We went on to the Grand Canyon, a three-hour drive south west. Why did I always think it was in Colorado? We entered the park from the east and got our first glimpse of the canyon from the Desert View watchtower. To be honest, it wasn't all that different from what we'd seen earlier in the week but the scale! It was just too much to take in. We drove further along the rim and parked the car off the road in a spot we'd read about. According to our guidebook, we should ignore the "Only by Permit" sign and jump the chained gate for a more private viewing of the canyon. We had a quick lunch out of the side of the van and meandered up a dirt road into a gorgeous pine forest.  The mile-long road was so muddy in places we had to weave our way through the woods where we spotted some impressive tracks and some wolf scat. At the end of the road was a lovely little clearing dotted with rustic picnic tables and a latrine. We followed the path toward the edge and found a little track that led out onto a narrow spit that jutted out into the canyon. As the sides dropped away and the spit narrowed further, Wil begged off. The kids and I held hands and walked single file as far out as we dared. I have no fear of heights but a mile down is a hell of a long way. We sat down near the end, on a natural shelf of rocks and had a good look around. Absolute quiet, not a human
or manmade structure visible as far as the eye can see, which is saying something in this setting. The canyon walls opposite are layers of rock laid out in colourful stripes. From this height, the river is just a tiny string on the canyon floor. It's hard to imagine that that little (from here) river is the cause of this wonder but I suppose if you do anything for 1800 million years... After the kids were back on solid ground, Wil decided to have his own look at the view. How lucky we felt to have this magical spot to ourselves.

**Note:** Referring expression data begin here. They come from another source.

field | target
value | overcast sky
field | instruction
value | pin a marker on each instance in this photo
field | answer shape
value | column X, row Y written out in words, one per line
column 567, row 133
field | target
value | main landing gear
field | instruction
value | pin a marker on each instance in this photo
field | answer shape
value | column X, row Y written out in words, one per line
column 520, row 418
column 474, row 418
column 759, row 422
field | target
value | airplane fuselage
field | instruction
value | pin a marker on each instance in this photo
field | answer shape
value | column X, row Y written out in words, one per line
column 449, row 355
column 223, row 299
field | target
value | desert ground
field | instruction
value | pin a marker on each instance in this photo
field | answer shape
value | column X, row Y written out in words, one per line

Back at the car we drove into Grand Canyon Village to see whether we wanted to spend the night or get some mileage done to cut down on tomorrow's drive. As we tidied up the back of the van we noticed that our red backpack, the backpack that held Wil's laptop and every stupid cable to charge computers and cameras and ipods, was no longer with us. We racked our brains and my heart sank as I vaguely recalled putting the backpack on the ground in a parking lot somewhere. A couple of desperate phone calls later the bag was located... in Monument Valley!! Aargh. As Nicky, Wil's sister, put it, karma is not on our side on this trip. Although some good samaritan was kind enough to turn the bag in, which is luck enough. My gaffe tacked an extra six hours on to our drive. To add insult to injury, we had only one option as to how to get there, forcing us to do the same, extremely boring stretches of road three times in the same day. It was a bitter pill made much easier to swallow by Wil, who didn't even bat an eye or do the easy thing and make me feel like even more of an idiot. As we drove back I read to Wil about the bloody and fascinating histories of the Apache, Hopi and Navajo to pass the time.The one consolation was watching the full moon emerge from the desert floor behind the monuments when we finally made it back. By nine we were in Flagstaff, ready to crash.


ajm said...

Did you take any pics of Earthship place? I remember reading about Michael Reynold's project a few years ago and found the whole thing fascinating, if not strange. Innovation. Hippy innovation, I guess.
Also, kind of a relief to know that someone as on-the-ball as you is also capable of forgetting a bag somewhere - human failing is totally endearing :)))

love a xo

Unknown said...

pas pour rien that you left that red bag behind? that moon looks pretty perfect.

sally said...

My thoughts exactly Joanne! That is one beautiful moon.